One of the items I am currently working on is defining a line between prediction markets on topics of political speech, and prediction markets for sports. The latter runs awfully close to sport gambling. It would serve the former greatly to separate the two for purposes of the First Amendment. The Times has an article exploring how regulators may soon crack down on sports fantasy leagues that are in truth betting rings.
But people who know the industry also acknowledge some troubling aspects of daily fantasy. Many sites are run by people with backgrounds in online poker or sports betting, activities that have run afoul of government regulators. For the top players, mostly young men, daily online fantasy sports are a full-time job in which they can win six figures annually.
Paul Charchian, the president of the trade association, said at a conference in January that the industry’s resemblance to illegal gambling was a concern.
“The caution that I’m recommending to the daily game providers is that they do more than highlight the monetary element of fantasy sports,” he said in a recent interview.
Some experts in sports law say that a shakeout is inevitable because daily fantasy games have a fundamentally different relationship to chance than season-long fantasy games. On a given day an injury, a hailstorm or a ball bouncing strangely could affect a result.
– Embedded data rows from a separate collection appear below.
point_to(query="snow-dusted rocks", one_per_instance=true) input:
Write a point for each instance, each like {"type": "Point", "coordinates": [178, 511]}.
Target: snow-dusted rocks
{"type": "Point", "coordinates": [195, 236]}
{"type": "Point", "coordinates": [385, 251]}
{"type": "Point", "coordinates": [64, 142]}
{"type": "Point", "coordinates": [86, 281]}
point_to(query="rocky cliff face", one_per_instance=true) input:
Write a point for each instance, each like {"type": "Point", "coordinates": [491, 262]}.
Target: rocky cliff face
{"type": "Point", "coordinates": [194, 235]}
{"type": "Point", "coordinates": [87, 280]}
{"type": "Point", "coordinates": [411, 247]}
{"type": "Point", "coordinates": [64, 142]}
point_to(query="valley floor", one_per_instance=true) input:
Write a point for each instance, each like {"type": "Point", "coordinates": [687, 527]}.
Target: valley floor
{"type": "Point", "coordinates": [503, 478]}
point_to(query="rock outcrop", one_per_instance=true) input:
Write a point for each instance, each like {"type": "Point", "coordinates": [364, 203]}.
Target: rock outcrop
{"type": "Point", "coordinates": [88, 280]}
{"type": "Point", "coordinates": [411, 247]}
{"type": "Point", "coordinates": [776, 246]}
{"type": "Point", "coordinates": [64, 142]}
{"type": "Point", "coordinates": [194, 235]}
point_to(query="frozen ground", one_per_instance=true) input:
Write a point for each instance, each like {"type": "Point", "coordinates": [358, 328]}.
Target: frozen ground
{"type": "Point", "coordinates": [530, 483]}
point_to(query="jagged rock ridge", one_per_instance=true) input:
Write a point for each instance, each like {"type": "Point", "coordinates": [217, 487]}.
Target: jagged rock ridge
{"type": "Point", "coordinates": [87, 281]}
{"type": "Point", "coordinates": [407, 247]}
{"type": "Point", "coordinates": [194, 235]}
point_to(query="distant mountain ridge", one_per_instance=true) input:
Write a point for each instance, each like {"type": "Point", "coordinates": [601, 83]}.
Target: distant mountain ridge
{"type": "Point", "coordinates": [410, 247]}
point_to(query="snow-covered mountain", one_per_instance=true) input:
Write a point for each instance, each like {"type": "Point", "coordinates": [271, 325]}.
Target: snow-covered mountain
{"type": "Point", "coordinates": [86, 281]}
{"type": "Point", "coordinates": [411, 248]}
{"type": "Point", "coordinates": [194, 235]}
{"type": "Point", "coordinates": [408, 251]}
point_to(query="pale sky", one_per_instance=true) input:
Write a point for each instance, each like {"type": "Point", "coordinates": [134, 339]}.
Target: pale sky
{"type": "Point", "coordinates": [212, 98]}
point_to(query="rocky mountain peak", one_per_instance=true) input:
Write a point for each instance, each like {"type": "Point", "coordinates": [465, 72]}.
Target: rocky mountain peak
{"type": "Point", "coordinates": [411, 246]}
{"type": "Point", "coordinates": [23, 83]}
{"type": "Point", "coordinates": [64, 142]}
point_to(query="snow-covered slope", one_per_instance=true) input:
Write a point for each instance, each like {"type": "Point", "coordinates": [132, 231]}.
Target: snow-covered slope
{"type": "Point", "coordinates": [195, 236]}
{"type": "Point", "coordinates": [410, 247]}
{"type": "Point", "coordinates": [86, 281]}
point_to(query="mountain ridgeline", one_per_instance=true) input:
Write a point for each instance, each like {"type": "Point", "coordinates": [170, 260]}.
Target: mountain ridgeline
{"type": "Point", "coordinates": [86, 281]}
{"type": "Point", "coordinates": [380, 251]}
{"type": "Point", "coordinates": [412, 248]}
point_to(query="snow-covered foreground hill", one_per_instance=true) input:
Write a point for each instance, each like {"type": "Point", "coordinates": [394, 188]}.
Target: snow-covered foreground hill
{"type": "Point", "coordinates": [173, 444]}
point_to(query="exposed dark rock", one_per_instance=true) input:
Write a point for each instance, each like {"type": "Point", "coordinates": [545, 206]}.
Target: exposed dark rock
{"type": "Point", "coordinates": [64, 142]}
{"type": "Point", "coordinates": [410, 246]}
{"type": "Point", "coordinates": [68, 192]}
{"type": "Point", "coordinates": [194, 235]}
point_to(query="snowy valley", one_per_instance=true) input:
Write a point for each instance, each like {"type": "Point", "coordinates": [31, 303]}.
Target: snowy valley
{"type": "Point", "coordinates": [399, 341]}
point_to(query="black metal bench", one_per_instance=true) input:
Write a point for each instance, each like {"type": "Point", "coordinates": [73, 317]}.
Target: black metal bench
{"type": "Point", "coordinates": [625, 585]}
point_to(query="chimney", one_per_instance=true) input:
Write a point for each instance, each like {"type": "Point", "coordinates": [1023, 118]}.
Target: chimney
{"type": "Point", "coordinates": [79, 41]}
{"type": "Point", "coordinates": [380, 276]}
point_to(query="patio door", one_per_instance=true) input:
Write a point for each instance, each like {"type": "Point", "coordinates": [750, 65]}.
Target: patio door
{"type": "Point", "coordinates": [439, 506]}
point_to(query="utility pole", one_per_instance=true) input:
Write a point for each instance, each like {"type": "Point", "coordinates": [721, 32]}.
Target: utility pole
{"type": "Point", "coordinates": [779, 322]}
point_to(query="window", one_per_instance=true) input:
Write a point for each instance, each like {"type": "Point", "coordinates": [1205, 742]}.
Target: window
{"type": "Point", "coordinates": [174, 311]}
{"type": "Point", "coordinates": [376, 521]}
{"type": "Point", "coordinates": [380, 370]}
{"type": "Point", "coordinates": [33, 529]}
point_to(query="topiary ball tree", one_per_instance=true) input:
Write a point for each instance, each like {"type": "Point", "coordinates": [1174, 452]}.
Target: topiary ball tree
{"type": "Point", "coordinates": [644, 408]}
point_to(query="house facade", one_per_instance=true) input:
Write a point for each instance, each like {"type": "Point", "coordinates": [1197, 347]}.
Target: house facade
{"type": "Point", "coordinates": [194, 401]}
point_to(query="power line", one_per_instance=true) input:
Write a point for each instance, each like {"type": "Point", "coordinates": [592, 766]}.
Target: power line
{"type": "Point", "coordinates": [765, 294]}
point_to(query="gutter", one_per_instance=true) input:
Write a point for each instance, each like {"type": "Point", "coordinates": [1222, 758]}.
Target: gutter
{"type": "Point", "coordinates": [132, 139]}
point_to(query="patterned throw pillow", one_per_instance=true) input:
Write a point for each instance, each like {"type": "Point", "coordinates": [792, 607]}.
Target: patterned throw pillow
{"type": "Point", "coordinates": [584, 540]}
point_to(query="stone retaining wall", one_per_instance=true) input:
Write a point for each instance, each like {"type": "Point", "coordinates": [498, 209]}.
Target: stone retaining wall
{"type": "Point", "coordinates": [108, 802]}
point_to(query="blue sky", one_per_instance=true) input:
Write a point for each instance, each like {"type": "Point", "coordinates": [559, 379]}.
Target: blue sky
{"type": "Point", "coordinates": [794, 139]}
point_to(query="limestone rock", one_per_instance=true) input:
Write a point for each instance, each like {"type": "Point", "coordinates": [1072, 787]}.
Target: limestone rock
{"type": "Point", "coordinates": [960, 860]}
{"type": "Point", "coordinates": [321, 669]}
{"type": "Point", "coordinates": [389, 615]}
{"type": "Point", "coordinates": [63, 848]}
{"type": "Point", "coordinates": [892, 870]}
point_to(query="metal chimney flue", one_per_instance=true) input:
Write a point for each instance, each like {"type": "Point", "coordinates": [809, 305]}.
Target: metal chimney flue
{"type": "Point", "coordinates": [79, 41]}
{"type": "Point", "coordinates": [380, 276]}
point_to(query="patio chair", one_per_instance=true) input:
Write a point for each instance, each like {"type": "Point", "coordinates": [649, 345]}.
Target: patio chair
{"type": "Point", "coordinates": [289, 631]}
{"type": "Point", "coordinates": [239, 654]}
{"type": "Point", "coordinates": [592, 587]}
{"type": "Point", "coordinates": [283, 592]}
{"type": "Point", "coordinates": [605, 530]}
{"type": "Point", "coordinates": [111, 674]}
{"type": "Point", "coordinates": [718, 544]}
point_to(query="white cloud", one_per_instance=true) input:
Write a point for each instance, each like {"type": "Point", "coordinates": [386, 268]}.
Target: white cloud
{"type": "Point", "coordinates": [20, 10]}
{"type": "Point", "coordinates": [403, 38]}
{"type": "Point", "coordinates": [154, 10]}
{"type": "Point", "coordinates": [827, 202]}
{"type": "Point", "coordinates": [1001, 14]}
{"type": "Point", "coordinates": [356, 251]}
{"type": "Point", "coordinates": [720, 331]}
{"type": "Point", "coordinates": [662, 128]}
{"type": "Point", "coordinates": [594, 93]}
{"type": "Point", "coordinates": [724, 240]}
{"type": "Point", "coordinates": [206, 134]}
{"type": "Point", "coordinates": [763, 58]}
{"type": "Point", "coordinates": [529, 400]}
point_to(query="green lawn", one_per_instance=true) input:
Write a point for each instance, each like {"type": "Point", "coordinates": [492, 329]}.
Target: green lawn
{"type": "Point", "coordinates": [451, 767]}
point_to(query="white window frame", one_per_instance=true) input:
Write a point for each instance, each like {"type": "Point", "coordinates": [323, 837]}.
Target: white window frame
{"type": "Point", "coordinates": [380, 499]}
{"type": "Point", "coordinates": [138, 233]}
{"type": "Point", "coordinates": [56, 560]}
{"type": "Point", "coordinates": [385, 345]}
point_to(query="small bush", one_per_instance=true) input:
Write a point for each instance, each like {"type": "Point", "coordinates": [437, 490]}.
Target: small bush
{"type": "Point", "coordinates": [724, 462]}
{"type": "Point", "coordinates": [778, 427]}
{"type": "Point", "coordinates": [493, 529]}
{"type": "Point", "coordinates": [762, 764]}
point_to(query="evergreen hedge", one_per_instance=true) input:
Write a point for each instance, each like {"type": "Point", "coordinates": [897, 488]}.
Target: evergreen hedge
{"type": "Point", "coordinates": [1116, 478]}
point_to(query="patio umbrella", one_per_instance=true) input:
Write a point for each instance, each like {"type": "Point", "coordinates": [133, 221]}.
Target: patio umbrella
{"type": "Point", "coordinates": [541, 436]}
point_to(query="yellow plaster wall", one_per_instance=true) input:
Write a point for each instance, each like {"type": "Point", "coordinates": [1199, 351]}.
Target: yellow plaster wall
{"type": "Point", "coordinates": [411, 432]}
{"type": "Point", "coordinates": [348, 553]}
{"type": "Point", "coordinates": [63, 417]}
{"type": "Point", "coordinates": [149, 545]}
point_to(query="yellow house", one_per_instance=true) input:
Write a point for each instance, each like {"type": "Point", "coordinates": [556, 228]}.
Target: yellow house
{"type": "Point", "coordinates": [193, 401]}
In this regard, playing daily fantasy seems very similar to placing a bet with a bookmaker, said Ryan Rodenberg, an assistant professor of sports law at Florida State University.
“On the spectrum of legality to illegality, they’re getting pretty close to the line,” he said. “It’s tough to make an intellectually honest distinction between the two.”
I want prediction markets for political events to be clearly on the constitutional, and legal side of that line.
The article also quotes Professor Marc Edelman, who has an interesting article on FantasySports and the law.